En un mot, les syndicats et les partis politiques doivent partager le même programme en vue de la défense des intérêts de la nouvelle classe dominante. Un dirigeant syndical, David Soumah, fait écho aux propos de Senghor :

"Notre mot d’ordre durant cette lutte (anticoloniale) était que les syndicats n’avaient pas de responsabilités dans la production, qu’ils n’avaient pas à se préoccuper des répercussions de leurs revendications sur la marche d’une économie conçue dans le seul intérêt de la puissance coloniale et organisée par elle en vue de l’expansion de son économe nationale. Cette position devient sans objet au fur et à mesure de l’accession des pays africains à l’indépendance nationale et une reconversion syndicale s’impose". (Fall, ibid.)

Par conséquent, durant la première décennie de "l’indépendance", le prolétariat de l'ancienne AOF resta sans véritable réaction de classe, complètement ligoté par la nouvelle classe dirigeante assistée par les syndicats dans sa politique antiouvrière. Il fallut attendre 1968 pour la voir ressurgir sur son terrain de classe prolétarien contre sa propre bourgeoisie.

Lassou (A suivre)

 

1. Une "fédération" entre la France et ses colonies dont le but était d’encadrer les "indépendances" en vue.
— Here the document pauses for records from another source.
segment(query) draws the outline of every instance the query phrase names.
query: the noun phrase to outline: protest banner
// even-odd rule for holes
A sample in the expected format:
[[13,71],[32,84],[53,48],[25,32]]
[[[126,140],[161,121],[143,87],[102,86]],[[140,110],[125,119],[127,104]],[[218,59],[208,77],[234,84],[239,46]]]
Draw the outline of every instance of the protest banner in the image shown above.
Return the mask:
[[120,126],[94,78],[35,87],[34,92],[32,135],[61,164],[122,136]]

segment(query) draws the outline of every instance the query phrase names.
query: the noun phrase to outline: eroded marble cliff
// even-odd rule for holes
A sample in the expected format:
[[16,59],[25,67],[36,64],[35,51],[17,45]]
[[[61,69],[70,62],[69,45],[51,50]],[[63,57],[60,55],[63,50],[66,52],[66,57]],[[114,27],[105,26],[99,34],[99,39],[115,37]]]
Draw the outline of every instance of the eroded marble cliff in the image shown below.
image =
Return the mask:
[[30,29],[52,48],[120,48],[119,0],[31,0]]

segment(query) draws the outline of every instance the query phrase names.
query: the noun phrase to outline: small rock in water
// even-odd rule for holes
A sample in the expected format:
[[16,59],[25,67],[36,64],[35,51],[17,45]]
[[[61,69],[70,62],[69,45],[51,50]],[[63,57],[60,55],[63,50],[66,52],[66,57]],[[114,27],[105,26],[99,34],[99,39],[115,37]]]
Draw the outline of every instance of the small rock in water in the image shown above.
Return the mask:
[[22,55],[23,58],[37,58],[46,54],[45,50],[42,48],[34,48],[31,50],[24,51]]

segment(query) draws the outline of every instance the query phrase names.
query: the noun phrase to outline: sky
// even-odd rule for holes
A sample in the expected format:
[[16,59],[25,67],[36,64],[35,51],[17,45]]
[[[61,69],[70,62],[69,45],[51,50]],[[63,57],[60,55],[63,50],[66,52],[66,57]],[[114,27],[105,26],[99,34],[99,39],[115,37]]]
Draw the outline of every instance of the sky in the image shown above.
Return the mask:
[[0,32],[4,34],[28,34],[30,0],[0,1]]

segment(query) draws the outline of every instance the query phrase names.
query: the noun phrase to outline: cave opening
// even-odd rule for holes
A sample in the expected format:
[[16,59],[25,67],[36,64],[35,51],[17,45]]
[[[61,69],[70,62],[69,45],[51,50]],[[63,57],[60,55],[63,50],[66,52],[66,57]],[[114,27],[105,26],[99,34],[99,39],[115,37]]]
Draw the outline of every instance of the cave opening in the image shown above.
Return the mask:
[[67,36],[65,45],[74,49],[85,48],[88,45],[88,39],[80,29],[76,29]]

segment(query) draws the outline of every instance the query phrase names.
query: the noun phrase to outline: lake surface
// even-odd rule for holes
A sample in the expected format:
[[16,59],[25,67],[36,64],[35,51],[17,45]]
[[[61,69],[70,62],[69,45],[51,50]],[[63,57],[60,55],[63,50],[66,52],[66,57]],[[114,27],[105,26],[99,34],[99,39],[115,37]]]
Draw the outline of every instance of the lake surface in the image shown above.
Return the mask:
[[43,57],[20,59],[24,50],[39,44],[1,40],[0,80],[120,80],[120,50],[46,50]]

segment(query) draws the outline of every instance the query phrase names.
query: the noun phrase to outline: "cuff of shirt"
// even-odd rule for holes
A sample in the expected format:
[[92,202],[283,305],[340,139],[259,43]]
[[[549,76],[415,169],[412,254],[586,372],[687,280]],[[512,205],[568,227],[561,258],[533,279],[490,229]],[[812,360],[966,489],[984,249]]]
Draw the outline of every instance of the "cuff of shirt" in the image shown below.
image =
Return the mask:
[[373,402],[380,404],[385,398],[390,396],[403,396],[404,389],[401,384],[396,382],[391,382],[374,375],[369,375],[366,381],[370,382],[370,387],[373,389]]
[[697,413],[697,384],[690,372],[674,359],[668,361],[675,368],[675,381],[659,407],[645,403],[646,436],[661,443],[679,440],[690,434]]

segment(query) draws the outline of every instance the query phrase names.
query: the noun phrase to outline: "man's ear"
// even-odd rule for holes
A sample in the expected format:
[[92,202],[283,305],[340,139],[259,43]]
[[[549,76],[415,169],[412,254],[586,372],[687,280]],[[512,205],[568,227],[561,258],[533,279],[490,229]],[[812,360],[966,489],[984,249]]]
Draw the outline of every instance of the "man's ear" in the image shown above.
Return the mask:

2. Par exemple, les Sénégalais résidents des communes de Gorée, Rufisque, Dakar et Saint-Louis étaient considérés comme "citoyens français", ce qui n’était pas le cas des autres Sénégalais du pays.

3. Cela aboutit à la création de l’UGTAN (Union générale des travailleurs d’Afrique noire), syndicat par ailleurs dominé par la corporation des cheminots.